The Digital Shift: How Modern Money Habits Make Estates Harder to Settle
Americans Are Moving Rapidly Toward Digital Banking
Over the past decade, U.S. banks and consumers have moved strongly toward digital‑first financial services. Banks now offer expanded digital services — from online accounts to crypto custody — as they integrate more technology into their platforms.
This shift means people are interacting with banks through apps rather than branches. FDIC research highlights that digital banking adoption has significantly changed how U.S. consumers access financial services, with banks expanding their digital reach into new markets without physical branches.
While this increased convenience benefits consumers, it also spreads their financial footprint across many platforms, making account discovery far more difficult after someone passes away.
Payment Apps Are Everywhere and They Fragment Financial Information
Digital payment apps are now deeply embedded in everyday U.S. life. An estimated 83% of U.S. adults use at least one digital finance app, including Venmo, Cash App, PayPal or Zelle.
Just two examples show the scale:
- Cash App had 57 million monthly active U.S. users in 2025.
- Venmo had 62 million users in 2025.
Consumers often use multiple payment platforms at once — on average 2.4 financial apps per person — which means money can move through accounts that leave no paper trail.
For Executors, this creates a major visibility problem. Without paper statements or centralized documentation, families may not even know these accounts exist.
Klarna and BNPL Services Create Hidden Liabilities
Buy Now, Pay Later (BNPL) services like Klarna, Affirm, Afterpay and PayPal Pay‑in‑4 are widely used in the U.S. Consumer adoption has surged, with 43.9 million U.S. Klarna customers by 2024 and over 93 million total BNPL users nationwide.
Crucially, the Consumer Financial Protection Bureau (CFPB) found that BNPL loans typically do not appear on traditional credit reports, meaning families and Executors cannot see them when reviewing a decedent’s financial obligations.

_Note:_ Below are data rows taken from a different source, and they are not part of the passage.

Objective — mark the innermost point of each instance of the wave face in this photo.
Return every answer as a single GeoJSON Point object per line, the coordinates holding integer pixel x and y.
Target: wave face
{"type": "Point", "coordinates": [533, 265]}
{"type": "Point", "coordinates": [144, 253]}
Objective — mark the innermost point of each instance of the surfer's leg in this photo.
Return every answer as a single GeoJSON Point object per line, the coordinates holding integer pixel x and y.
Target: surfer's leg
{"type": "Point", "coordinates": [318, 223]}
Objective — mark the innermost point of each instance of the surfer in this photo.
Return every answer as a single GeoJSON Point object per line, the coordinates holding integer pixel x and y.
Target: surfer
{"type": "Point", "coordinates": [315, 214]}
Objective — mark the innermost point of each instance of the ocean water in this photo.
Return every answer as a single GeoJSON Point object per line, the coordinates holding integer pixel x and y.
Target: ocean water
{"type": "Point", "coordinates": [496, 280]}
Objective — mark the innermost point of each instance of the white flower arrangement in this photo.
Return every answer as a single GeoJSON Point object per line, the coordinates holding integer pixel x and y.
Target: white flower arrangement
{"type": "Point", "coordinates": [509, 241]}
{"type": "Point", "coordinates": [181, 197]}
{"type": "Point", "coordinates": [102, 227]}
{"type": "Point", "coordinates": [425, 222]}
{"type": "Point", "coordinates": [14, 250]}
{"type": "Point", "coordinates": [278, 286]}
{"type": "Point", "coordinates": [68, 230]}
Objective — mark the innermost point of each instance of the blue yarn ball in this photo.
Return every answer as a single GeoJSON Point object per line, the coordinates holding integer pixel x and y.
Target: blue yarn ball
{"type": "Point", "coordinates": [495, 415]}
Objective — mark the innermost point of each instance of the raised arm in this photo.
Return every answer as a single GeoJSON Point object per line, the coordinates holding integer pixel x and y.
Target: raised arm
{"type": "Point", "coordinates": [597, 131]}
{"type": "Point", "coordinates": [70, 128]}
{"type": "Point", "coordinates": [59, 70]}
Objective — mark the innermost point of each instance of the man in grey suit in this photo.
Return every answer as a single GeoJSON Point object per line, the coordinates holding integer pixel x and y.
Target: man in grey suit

Further risk factors include:
- 21% of U.S. consumers with a credit file used BNPL in 2022.
- 63% held multiple BNPL loans at the same time, sometimes across several providers.
- 41% of BNPL users have missed at least one payment, creating liabilities that may be unknown to families.
These debts can remain invisible unless a specialized search is conducted, increasing the risk of missed liabilities in estate administration.
Digital Assets and Crypto Add an Entirely New Layer of Complexity
U.S. banks now increasingly interact with digital assets, including crypto custody and blockchain‑based payment systems. [engagecoders.com]
But digital assets create problems when someone passes away:
- Accounts may be tied to an email address or username, not a legal name.
- Wallets require passcodes or private keys that may not be shared.
- No physical statements exist.
The Federal Reserve notes that the digital asset ecosystem is “highly fragile” and operates largely independent of the traditional financial system, making visibility and access difficult.
As a result, crypto holdings can be significant but invisible unless someone knows where to look.
Why This Digital Shift Makes Estates Harder to Settle
Modern financial lives are spread across:
- digital‑only banks
- payment apps
- investment apps
- BNPL services
- crypto platforms
This creates a fragmented picture that paper records cannot reliably capture.
Executors now face the challenge of identifying:
- hidden assets
- undisclosed liabilities
- online‑only accounts
- digital wallets
- local vs nationwide providers
Without a structured search, money can remain undiscovered, or debts can remain unpaid , delaying estate administration and reducing what beneficiaries receive.
The Bottom Line
America’s shift toward digital finance has made money easier to move, and much easier to lose track of. With assets and liabilities scattered across many platforms, Executors need modern tools that can uncover the full financial picture.
Thorough, structured asset searches are now essential to ensure nothing is missed and families receive the funds they are entitled to.